Although all operations are based in the United States, the Company generated revenue from its licensing partner in Japan of $1,024, or approximately 84% of total revenue, and $1,100 or 100% of total revenue, during the three months ended March 31, 2020 and 2019, respectively.
Recently Issued Accounting Standards
Accounting Pronouncements Adopted
In August 2018, the FASB issued Accounting Standards Update (“ASU”) No. 2018-13 Fair Value Measurement (Topic 820): Disclosure FrameworkChanges to the Disclosure Requirements for Fair Value Measurement. This guidance is intended to improve the effectiveness of disclosure requirements on fair value measurements in Topic 820. The new standard modifies certain disclosure requirements and is effective for annual reporting periods beginning after December 15, 2019. This ASU was effective for the Company as of January 1, 2020. The adoption of this new accounting guidance did not have a material impact on the Company’s condensed consolidated financial statements.
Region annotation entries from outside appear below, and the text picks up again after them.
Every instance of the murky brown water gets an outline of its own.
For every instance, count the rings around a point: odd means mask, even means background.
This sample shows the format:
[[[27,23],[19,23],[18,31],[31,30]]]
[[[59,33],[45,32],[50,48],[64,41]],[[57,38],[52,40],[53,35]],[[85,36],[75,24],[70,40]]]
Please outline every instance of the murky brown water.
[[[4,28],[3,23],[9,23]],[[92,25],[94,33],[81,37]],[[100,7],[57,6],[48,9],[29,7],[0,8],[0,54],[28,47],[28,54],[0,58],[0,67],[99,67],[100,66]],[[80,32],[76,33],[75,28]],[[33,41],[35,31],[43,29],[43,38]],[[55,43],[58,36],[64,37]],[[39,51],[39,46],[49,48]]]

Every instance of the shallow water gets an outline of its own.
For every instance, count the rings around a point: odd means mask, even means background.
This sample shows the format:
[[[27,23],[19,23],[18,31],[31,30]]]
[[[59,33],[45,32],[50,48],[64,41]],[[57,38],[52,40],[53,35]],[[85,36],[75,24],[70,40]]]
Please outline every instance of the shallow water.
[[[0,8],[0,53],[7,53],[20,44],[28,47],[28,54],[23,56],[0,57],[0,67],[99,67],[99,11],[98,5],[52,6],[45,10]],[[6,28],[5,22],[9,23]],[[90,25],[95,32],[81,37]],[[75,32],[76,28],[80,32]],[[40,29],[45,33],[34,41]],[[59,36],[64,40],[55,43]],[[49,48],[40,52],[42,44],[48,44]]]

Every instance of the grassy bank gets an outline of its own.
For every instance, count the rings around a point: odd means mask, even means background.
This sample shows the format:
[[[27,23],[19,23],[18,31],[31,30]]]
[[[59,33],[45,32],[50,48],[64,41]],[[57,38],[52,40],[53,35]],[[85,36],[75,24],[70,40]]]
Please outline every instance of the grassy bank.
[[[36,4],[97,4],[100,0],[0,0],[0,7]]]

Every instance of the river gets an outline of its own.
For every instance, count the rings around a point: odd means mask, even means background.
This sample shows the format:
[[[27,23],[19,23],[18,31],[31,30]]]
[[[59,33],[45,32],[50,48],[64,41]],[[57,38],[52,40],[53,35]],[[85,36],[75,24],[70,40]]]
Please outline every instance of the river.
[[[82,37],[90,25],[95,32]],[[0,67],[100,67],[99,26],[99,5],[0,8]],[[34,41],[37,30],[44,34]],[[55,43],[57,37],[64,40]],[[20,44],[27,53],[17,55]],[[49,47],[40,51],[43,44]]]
In October 2018, the FASB issued ASU No. 2018-17 Consolidation (Topic 810): Targeted Improvements to Related Party Guidance for Variable Interest Entities. This guidance is intended to improve the accounting for variable interest entities and whether the entity should be consolidated. This guidance is effective for annual reporting periods beginning after December 15, 2019, including interim reporting periods within those annual reporting periods, with early adoption permitted. This ASU was effective for the Company as of January 1, 2020. The adoption of this new accounting guidance did not have a material impact on the Company’s condensed consolidated financial statements.
In November 2018, the FASB issued ASU No. 2018-18 Collaborative Arrangements (Topic 808): Clarifying the Interaction between Topic 808 and Topic 606. This guidance is intended to reduce diversity in practice and clarify the interaction between Topic 808, Collaborative Arrangements, and Topic 606, Revenue from Contracts with Customers. This ASU provided guidance on whether certain transactions between collaborative arrangement participants should be accounted for with revenue under Topic 606. This guidance is effective for annual reporting periods beginning after December 15, 2019, including interim reporting periods within those annual reporting periods, with early adoption permitted. This ASU was effective for the Company as of January 1, 2020. The adoption of this new accounting guidance did not have a material impact on the Company’s condensed consolidated financial statements.
Accounting Pronouncements Being Evaluated
In December 2019, the FASB issued ASU No. 2019-12 Income Taxes (Topic 740): Simplifying the Accounting for Income Taxes. This guidance is intended to improve consistent application and simplify the accounting for income taxes. This ASU removes certain exceptions to the general principles in Topic 740 and clarifies and amends existing guidance. This standard is effective for annual reporting periods beginning after December 15, 2020, including interim reporting periods within those annual reporting periods, with early adoption permitted. The Company is currently evaluating the impact of adoption of this ASU and does not expect the adoption of this new standard to have a material impact on its consolidated financial statements.